Langit cerah berlawanan dengan cuaca hati dua jomblo yang suka sama mereka yang sudah punya pacar. Lia sedang berjalan bersama Dian yang selalu mengikuti gadis itu. Lia hanya merenung hingga tidak memperhatikan jalan, di depannya seorang dengan sepedanya sedang melaju namun Lia tidak menyadari.
Tentu akhirnya Dian dapat melancarkan aksi hero-nya, pemuda itu meraih bahu kiri Lia dari belakang gadis itu dengan lengan kirinya karena gadis itu berada di sisi kirinya, kemudian dia membuat tubuh Lia berputar hingga berakhir ke peluknya. Detak jantung yang memompa brutal terdengar dari dada pemuda itu.
"Lia loe nggak apa kan?" Tanya Dian langsung melepas gadis itu karena tekanan jantungnya itu.
"Iya! Makasih ya!" Sahut Lia lesu lalu kembali berjalan seperti tadi.
"Loe kenapa sih? Kayak orang lagi patah hati!" Tanya Dian setelah menyamakan lagi langkah keduanya.
"Gua memang lagi patah hati! Jangan ganggu gua!" Kalimat Lia membuat langkah Dian terhenti dan berhenti mengikuti gadis itu.
"Dia kenapa ya?" Gumam pemuda itu.
Entah bagaimana Lia berjalan dan berakhir di lapangan Kampus. Ia menuju pohon teduh di pinggir lapangan lalu duduk. Helaan nafas berat terdengar sesekali.
Seseorang menjatuhkan tasnya di samping Lia lalu duduk di sisi Lia. Lia melirik sebentar lalu kembali menghela berat.
"Ben! Pacaran yok!" Ucap Lia dengan wajah merengut.
Namun, Beni hanya duduk dan tidak teralih perhatiannya walau setelah mendengar kalimat acak dari Lia.
"Loe gila? Kelamaan di psikologi?" Balasan pertanyaan dari mulut kasar itu.
"Kenapa gua harus suka sama orang yang udah punya pacar sih?" Lia berdecak kesal.
"Udahlah! Kita cuman keduluan orang lain! Dan dalam kasus ini kita cuma punya 2 pilihan!"
"2 pilihan?"
"Pertama lepaskan dan lupakan!

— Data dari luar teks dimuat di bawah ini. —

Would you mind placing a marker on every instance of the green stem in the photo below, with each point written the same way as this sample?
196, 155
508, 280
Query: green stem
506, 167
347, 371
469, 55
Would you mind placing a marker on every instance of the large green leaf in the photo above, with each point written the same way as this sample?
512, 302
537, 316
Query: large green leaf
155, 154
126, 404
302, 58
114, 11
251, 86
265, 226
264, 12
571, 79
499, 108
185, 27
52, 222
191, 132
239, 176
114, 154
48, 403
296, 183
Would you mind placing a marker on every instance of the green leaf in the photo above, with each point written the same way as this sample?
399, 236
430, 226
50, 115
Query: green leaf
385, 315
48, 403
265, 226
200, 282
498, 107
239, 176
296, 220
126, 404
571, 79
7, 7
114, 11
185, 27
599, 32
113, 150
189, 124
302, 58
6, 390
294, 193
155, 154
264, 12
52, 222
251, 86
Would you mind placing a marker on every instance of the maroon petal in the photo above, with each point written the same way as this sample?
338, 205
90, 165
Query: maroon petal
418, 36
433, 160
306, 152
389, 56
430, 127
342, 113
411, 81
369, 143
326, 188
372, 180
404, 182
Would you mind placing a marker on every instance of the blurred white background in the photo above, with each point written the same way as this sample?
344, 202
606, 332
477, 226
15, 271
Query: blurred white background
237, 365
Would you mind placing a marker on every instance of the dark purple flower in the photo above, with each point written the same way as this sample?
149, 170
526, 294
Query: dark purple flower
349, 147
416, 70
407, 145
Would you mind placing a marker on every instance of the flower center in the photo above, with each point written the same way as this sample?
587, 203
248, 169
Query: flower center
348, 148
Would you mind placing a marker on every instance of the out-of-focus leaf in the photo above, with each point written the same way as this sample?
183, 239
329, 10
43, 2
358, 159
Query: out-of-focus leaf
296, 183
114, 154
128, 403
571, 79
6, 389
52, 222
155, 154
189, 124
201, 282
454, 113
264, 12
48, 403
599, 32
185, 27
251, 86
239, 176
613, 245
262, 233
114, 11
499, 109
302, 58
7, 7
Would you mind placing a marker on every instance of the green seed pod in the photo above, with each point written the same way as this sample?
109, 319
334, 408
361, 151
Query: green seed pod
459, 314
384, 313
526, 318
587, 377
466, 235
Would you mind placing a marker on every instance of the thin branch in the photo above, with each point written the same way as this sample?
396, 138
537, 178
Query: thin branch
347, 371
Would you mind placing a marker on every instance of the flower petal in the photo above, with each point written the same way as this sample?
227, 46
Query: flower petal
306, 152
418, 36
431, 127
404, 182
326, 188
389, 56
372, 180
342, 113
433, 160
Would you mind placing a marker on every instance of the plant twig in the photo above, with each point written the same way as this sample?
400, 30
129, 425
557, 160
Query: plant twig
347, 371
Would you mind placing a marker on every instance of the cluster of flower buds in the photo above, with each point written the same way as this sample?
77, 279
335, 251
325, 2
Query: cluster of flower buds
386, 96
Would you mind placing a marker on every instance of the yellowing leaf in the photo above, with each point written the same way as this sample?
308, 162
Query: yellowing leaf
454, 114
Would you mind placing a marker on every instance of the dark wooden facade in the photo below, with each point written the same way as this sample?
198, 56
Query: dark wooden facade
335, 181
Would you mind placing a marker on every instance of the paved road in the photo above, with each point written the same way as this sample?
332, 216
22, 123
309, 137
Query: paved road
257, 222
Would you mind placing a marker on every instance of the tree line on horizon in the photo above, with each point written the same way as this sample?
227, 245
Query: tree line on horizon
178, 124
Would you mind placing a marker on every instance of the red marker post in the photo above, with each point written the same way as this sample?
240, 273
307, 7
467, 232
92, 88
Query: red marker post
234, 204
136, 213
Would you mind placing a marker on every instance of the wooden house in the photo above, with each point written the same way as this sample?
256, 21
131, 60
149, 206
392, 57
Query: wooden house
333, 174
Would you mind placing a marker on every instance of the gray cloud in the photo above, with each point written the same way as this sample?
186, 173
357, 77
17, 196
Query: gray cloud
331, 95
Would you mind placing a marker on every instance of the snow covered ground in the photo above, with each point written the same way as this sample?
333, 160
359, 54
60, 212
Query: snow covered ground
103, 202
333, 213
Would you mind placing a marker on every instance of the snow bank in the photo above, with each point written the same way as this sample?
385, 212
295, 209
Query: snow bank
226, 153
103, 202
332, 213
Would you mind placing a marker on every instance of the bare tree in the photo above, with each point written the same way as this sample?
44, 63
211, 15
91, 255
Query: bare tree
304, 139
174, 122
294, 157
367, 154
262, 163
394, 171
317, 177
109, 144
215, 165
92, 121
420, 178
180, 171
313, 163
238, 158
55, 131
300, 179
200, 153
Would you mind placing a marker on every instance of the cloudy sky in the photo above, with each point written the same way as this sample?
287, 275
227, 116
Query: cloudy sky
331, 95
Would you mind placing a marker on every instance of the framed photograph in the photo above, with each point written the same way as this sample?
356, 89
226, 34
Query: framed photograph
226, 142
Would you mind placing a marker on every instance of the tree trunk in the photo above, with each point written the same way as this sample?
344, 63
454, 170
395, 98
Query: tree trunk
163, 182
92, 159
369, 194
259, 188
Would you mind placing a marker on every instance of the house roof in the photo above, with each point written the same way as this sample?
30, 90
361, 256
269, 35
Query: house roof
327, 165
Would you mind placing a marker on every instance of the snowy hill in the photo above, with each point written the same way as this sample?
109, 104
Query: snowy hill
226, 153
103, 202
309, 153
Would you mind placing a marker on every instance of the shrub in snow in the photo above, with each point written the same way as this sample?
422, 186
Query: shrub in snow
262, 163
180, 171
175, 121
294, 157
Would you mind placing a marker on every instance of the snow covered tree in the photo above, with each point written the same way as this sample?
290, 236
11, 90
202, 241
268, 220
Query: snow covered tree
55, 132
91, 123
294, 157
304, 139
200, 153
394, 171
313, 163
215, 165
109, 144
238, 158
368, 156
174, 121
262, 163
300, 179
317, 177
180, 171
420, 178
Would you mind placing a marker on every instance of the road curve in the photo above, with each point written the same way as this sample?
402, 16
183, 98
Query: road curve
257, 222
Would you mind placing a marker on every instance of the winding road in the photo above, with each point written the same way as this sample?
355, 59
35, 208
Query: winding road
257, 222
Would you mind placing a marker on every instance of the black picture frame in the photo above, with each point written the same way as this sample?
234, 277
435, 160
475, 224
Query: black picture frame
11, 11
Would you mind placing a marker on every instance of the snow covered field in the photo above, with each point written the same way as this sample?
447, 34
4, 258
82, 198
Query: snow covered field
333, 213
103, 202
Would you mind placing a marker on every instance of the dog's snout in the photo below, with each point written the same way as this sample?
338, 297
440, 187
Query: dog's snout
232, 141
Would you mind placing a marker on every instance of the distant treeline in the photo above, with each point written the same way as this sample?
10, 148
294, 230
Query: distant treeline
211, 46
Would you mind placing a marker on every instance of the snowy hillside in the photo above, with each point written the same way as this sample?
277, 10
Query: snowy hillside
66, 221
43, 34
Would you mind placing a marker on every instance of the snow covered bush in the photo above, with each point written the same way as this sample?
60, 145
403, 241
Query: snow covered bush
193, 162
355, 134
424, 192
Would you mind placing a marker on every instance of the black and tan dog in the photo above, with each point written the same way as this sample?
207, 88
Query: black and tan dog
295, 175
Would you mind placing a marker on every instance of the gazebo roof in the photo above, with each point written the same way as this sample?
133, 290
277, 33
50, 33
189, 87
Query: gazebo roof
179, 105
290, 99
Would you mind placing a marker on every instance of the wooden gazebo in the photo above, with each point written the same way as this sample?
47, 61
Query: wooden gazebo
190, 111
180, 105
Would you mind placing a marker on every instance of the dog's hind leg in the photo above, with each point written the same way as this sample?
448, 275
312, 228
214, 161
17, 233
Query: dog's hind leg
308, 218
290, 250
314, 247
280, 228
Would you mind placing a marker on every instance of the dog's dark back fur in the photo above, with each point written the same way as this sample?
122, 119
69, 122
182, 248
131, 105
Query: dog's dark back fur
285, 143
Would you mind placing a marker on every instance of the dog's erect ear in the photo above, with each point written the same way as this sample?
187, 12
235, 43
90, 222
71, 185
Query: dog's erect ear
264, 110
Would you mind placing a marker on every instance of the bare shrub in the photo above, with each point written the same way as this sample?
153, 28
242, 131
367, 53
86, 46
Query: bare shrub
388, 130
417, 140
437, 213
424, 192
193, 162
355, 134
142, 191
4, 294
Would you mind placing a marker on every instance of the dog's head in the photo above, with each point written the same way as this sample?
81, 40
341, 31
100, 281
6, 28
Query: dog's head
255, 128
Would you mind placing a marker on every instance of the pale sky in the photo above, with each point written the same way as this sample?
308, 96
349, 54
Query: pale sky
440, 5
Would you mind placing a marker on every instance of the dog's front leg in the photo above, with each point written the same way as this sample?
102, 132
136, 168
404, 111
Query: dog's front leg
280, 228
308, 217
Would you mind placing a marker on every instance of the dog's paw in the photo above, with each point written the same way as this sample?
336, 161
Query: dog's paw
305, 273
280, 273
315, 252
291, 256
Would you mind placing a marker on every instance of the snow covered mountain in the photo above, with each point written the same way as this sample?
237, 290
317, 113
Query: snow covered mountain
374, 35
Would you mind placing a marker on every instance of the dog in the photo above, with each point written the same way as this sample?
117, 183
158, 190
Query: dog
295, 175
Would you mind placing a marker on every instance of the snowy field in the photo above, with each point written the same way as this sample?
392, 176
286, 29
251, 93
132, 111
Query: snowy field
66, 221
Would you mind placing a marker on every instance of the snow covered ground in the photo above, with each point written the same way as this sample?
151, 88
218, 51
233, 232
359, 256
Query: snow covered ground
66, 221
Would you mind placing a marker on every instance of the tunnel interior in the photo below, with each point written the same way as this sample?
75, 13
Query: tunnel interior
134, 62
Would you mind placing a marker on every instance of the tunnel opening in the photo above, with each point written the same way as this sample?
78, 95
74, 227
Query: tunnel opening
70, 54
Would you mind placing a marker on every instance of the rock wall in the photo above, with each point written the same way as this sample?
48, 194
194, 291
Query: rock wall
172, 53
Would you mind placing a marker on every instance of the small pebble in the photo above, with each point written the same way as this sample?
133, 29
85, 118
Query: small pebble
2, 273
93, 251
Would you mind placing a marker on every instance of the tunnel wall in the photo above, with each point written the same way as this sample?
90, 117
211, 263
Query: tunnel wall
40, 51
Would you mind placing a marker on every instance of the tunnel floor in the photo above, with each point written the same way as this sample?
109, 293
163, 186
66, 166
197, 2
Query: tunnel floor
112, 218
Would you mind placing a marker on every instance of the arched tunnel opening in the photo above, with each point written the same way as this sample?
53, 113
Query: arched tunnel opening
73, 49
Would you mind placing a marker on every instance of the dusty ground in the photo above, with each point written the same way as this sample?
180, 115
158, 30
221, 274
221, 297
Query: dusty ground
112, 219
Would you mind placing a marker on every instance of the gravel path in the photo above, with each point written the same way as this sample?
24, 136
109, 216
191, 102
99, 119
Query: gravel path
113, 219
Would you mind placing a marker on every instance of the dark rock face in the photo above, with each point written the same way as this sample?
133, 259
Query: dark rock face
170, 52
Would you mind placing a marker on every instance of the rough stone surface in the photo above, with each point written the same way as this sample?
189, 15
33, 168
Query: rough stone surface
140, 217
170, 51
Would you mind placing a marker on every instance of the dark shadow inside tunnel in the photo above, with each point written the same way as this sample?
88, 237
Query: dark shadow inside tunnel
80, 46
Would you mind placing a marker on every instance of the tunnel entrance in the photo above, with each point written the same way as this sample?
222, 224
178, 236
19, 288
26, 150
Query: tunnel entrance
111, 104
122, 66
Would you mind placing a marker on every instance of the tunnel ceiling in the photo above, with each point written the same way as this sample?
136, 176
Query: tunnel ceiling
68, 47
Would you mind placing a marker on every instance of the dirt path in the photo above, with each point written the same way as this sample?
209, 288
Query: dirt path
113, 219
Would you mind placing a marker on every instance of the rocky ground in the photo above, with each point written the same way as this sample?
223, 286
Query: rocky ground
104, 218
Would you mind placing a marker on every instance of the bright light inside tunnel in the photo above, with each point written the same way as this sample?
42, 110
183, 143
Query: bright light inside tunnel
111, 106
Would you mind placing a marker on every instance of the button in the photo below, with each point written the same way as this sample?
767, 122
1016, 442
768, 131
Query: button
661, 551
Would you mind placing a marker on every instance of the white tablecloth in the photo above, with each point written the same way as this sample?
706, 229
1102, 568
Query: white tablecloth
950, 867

Kedua... lanjutkan dan rebut dia dari pacarnya!" Beni berkata dengan bangga seolah telah menciptakan kalimat bijak luar biasa.
"Huh?"
"Loe bakal pilih nomor berapa?" Tanya Beni dengan wajah datar itu.
"Apalagi nyerahlah! Merusak kebahagiaan orang itu bahkan lebih buruk! Jangan bilang loe bakal pilih nomor 2?"
"Pasti dong! Gua nggak akan nyerah sebelum dapat jawaban yang gua mau!"
"Loe makin nggak waras! Loe pasti tetap gangguin Lora dan nyusahin dia lagi kan?" Tanya Lia.
"Kali ini gua nggak akan gangguin Lora tapi yang gua ganggu adalah kepercayaan diri Andre!" Senyum sinis itu terukir dengan sempurna. Di sisinya Lia hanya menggeleng tidak percaya yang ia dengar.
"Loe ngapain sih tiba-tiba muncul? Rusak mood gua aja!" Lia berdecak kesal.
"Mood loe udah hancur sebelum gua datang! Pacar Andi lebih cantik dari loe sih! Ada benarnya loe mundur!" Ucap Beni setelah berdiri dan hendak pergi.
"Loe ngeselin banget sih!" Lia melempar tasnya ke arah Beni namun meleset. "Pantes Alora ilfeel sama loe!" Teriak Lia yang ingin membalas perkataan Beni padanya.
...
Alora sedang tersenyum di bangkunya, namun bukan karena senang ia hanya sedang bermimpi baik, dengan mata tertutup lalu seseorang mengetuk meja yang ia tiduri, maka semuanya menghilang.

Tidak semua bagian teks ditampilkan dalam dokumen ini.